Your first link looks like someone in WA. Are there specific examples in there of Texas deals? I’m not going search through all the comments for anecdotes.
OP, beware of target fixation. I think you’re getting good advice here to slow down and check the details. I like the advice of renting a car for a week. My bet is that by the end of that week you’ll have found a better deal if you’re willing to widen your search. There may even be some here that can assist if you ask for help bettering this deal.
I figured out what the $500 discrepancy was in the numbers that I posted above: missing dashcam. The deal was made when the car was supposed to include a port installed dashcam for $499, but for some reason the port didn’t install it and nobody noticed until I asked where is the dashcam. So I got it for $38.5k instead of $39k.
Also, the finance guys agreed to lower the money factor to the amount that TFS was offering: 0.00325. Shouldn’t make a difference with immediate payoff, but it’s one less thing to worry about.
I am happy with the deal, $5k over MSRP: $1k port option pkg + $2k dealer package + $2k dealer markup. It seems that most cars in my Gulf State area have a $1k+ port package, and most dealers here have mandatory $2k packages. Maybe I could have avoided some or all of that by shipping from another region for $1k but I never found that deal. I have been looking for a month with deposits at 5 dealers, and this was the first one I found. There are only 10 or so unaccounted Prius Primes in all of Texas at any given moment.
Also, ratefindr showed the $4500 lease incentive expiring around the end of this month for gulf states. Toyota will probably renew it, and other regions show it not ending until December, but a $4500 bird in hand has value.

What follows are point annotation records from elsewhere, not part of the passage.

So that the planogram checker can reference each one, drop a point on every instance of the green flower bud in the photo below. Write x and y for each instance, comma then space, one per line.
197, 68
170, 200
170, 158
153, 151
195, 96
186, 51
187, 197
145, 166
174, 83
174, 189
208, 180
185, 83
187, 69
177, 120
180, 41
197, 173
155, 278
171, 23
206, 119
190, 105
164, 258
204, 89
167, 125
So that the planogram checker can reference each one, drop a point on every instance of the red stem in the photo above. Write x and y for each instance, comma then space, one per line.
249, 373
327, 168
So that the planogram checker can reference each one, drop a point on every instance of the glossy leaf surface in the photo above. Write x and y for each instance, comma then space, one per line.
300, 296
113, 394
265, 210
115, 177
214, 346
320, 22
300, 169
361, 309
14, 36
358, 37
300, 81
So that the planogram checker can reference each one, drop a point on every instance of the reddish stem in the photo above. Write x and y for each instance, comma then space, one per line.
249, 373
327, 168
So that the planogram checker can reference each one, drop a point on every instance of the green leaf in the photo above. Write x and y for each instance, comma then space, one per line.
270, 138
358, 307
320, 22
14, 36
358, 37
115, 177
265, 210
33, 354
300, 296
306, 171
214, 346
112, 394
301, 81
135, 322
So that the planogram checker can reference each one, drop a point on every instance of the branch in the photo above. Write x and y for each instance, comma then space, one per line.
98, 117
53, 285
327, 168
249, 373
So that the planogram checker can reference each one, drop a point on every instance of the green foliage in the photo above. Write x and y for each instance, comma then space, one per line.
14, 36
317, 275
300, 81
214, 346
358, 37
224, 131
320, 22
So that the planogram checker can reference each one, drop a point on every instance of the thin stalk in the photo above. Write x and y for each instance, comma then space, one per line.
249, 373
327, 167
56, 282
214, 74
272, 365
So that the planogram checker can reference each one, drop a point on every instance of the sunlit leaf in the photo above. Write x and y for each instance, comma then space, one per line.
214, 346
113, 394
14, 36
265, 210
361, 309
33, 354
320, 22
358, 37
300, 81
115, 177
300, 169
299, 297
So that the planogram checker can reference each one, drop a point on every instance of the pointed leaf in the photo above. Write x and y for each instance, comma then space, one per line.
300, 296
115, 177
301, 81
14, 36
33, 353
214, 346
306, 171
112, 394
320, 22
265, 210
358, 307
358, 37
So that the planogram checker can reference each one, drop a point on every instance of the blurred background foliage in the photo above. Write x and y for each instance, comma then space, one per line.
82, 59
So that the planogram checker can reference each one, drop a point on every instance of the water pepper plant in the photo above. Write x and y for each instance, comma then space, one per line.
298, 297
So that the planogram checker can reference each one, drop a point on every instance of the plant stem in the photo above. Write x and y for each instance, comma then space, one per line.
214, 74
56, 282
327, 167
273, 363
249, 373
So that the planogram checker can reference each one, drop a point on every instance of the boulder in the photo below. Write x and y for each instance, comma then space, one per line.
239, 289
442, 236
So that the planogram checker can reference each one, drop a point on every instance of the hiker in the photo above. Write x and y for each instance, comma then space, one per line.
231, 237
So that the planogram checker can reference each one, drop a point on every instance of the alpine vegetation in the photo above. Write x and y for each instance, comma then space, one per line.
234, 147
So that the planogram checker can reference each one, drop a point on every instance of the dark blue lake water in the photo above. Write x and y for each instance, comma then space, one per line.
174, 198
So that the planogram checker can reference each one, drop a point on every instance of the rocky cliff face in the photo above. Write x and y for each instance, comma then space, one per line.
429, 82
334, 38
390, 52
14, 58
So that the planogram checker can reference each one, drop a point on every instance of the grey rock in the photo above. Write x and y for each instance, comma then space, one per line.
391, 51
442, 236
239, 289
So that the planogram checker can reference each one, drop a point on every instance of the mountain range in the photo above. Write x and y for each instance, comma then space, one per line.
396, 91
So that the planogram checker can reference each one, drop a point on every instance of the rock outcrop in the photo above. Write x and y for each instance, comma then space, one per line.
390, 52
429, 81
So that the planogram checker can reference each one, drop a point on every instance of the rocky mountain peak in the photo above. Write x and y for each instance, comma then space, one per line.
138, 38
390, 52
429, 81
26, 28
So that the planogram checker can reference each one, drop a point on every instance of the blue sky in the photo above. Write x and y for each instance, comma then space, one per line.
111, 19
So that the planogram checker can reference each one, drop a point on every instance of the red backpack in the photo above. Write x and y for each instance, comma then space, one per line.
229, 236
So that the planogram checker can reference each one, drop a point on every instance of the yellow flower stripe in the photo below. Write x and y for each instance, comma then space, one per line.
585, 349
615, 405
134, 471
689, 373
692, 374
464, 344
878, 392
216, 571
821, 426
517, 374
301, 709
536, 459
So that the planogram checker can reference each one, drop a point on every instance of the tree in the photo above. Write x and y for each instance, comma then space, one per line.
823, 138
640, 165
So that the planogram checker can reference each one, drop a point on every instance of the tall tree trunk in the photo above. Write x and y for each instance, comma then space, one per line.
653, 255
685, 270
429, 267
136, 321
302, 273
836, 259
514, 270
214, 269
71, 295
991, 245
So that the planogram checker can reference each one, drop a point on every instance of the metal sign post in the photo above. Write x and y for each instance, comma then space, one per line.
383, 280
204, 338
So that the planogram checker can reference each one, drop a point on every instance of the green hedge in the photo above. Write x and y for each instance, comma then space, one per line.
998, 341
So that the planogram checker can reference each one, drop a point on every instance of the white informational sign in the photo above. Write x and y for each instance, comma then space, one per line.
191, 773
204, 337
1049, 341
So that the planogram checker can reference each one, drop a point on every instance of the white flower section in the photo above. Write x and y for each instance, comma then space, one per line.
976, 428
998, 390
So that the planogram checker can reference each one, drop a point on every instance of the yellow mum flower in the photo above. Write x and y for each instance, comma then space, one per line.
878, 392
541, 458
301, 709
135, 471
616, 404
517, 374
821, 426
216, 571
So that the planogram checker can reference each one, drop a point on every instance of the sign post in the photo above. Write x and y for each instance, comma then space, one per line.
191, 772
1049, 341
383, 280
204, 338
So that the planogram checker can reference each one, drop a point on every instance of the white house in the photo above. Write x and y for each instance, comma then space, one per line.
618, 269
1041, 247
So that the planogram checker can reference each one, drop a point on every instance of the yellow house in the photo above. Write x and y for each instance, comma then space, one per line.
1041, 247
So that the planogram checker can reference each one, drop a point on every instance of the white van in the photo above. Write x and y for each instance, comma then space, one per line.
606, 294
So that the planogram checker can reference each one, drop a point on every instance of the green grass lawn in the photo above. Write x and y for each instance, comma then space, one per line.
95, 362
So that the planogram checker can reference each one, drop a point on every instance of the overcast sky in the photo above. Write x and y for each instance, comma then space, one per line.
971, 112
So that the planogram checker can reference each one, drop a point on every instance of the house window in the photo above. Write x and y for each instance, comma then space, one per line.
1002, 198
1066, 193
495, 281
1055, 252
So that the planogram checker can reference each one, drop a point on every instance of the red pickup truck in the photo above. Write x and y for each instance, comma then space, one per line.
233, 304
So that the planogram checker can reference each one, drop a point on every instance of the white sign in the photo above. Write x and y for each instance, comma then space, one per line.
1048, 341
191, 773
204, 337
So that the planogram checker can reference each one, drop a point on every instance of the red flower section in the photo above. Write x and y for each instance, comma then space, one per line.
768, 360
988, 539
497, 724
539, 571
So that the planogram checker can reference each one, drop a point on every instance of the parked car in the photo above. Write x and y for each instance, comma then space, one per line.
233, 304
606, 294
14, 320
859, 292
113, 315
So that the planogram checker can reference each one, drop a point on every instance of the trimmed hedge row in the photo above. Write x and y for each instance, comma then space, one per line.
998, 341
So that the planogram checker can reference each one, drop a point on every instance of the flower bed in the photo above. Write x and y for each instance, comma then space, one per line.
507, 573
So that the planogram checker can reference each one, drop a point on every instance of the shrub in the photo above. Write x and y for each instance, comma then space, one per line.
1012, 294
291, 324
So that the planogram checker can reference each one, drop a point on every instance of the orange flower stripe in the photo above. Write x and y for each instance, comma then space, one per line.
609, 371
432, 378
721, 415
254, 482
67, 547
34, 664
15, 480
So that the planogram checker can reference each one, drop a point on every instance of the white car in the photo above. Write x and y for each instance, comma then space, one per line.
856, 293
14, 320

I showed the dealer a printout from ratefindr with the TFS money factor, and that was enough for them. I had texted the salesman the night before saying that there were some lease details that needed to be worked out.

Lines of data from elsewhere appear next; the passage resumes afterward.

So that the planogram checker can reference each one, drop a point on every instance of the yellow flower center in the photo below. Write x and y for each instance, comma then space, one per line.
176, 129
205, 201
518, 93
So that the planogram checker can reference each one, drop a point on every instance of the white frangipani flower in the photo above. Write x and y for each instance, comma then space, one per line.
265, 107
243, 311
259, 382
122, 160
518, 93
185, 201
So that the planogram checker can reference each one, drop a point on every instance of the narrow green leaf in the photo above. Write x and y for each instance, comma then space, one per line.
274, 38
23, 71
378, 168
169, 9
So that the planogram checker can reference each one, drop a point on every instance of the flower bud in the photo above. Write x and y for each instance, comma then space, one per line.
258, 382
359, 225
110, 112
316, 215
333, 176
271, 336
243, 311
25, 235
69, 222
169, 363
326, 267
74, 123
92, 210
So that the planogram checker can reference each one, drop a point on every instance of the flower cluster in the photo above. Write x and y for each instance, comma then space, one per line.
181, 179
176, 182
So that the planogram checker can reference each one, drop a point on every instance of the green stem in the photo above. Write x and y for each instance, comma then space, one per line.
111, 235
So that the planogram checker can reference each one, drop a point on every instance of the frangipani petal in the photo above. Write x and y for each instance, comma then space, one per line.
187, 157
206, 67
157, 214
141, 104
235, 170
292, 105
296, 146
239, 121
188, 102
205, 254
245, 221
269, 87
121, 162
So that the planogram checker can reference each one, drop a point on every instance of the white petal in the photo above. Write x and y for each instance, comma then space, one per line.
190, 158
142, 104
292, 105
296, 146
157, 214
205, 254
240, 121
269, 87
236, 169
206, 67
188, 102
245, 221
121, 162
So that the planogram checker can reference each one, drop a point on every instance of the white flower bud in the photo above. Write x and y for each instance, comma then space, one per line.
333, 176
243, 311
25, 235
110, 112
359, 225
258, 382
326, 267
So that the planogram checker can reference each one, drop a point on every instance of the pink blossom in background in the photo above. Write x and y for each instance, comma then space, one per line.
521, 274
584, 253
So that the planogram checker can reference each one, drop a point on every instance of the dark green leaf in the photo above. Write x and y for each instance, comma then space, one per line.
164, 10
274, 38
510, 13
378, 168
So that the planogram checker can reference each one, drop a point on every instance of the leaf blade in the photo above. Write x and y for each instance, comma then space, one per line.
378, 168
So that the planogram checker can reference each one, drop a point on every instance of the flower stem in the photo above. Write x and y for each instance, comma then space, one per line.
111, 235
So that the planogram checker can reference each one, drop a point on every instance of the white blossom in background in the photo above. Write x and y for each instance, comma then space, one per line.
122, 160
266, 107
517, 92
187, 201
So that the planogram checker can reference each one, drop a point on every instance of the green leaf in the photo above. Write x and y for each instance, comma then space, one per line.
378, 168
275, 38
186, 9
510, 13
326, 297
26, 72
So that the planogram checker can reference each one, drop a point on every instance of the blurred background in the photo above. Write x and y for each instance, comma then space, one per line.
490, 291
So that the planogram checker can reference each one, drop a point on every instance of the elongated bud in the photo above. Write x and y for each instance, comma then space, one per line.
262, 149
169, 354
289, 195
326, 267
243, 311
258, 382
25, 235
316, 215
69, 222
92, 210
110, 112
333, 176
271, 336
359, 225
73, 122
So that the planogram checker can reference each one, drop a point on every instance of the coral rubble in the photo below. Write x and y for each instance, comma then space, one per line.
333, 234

I’m just curious in general because it seems like these cars always go for over MSRP. Why don’t people buy something else? It cannot be economical to be paying over MSRP.
Did not work for me - I tried this with BMW Financial, Ally, TFS in the past - You owe taxes again if you need to purchase your vehicle anytime during your lease at a “Fair market value” (i.e lets say you leased this Prius today and decide to buy out your lease tomorrow - you owe taxes on the “Payoff” value indicated by TFS or whatever financial institution you use - Only after that do they release the title to your DMV
because you GREATLY underestimate how brand loyal customers are for Toyotas. Every week I talk with multiple customers who would rather pay a markup for a toyota versus taking a massive giveaway for a different brand
Really nothing comparable at that price point for a PHEV, unless you want a crossover.

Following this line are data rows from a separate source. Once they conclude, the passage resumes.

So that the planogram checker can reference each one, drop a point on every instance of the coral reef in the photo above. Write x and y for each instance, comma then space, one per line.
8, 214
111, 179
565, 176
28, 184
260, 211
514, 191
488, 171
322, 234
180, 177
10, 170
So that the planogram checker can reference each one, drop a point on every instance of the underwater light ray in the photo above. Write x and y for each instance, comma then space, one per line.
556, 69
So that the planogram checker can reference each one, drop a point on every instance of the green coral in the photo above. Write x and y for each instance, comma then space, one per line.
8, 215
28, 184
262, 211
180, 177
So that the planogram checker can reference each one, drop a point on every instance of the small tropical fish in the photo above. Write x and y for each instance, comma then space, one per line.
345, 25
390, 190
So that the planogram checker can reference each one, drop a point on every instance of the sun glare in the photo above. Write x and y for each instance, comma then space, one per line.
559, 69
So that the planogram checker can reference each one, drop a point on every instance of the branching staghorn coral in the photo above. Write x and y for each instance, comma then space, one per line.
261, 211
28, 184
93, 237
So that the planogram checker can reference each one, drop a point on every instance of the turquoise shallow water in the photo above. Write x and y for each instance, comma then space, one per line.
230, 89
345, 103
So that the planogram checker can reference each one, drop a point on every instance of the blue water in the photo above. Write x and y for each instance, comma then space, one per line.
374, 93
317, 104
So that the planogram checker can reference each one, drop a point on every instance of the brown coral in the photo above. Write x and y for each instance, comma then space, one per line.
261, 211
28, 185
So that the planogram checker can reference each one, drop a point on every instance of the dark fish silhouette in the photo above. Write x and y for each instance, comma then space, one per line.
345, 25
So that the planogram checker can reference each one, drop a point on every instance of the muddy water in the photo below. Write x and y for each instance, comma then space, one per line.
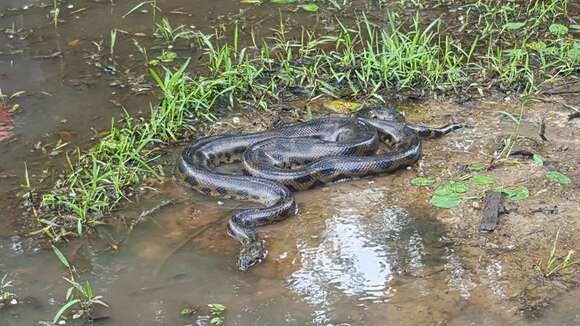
359, 253
349, 255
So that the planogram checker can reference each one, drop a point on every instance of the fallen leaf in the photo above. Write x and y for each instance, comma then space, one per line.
74, 42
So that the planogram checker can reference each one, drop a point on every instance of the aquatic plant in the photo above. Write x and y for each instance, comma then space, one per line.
363, 62
80, 296
6, 288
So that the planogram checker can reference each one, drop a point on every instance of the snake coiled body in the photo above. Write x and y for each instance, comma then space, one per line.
298, 157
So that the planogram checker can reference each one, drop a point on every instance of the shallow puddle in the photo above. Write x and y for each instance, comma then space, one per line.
367, 252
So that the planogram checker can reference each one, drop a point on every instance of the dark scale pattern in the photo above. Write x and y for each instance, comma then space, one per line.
325, 150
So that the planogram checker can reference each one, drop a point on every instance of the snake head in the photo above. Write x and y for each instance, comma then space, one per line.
381, 113
252, 253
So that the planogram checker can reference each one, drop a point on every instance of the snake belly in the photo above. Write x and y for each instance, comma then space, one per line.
328, 150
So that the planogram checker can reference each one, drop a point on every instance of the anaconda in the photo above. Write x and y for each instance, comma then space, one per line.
325, 150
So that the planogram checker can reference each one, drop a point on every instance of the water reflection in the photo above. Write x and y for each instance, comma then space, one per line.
365, 245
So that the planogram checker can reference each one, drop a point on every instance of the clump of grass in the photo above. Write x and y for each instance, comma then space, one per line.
217, 314
170, 34
555, 264
80, 296
362, 62
6, 288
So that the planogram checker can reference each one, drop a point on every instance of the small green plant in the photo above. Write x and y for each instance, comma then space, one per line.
555, 264
170, 34
6, 288
422, 181
164, 57
558, 177
80, 296
217, 314
55, 12
113, 42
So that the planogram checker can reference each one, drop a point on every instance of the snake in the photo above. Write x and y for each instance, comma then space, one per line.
297, 157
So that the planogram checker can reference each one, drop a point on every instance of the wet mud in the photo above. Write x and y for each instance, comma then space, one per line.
365, 252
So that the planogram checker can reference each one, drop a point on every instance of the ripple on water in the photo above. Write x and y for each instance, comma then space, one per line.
363, 248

But with more shopping around or using a broker here you’d certainly pay less.
MSRP is just what it says it is. A Prius prime with a 34k sticker one can argue is leaving a few grand on the table for what should be charged. Same for a model like the Ford Maverick. By the same token most CDJR products should be 10k less once you option them up vs. the MSRP, and usually are after all the incentives and discounts.
There is nothing in economics about paying over or under an arbitrary number, which is what MSRP is.
What most people don’t realize is that even when the market value of a mass market vehicle is well above MSRP, it’s often possible to pay way less than market value by ordering or putting a deposit on a VIN in transit.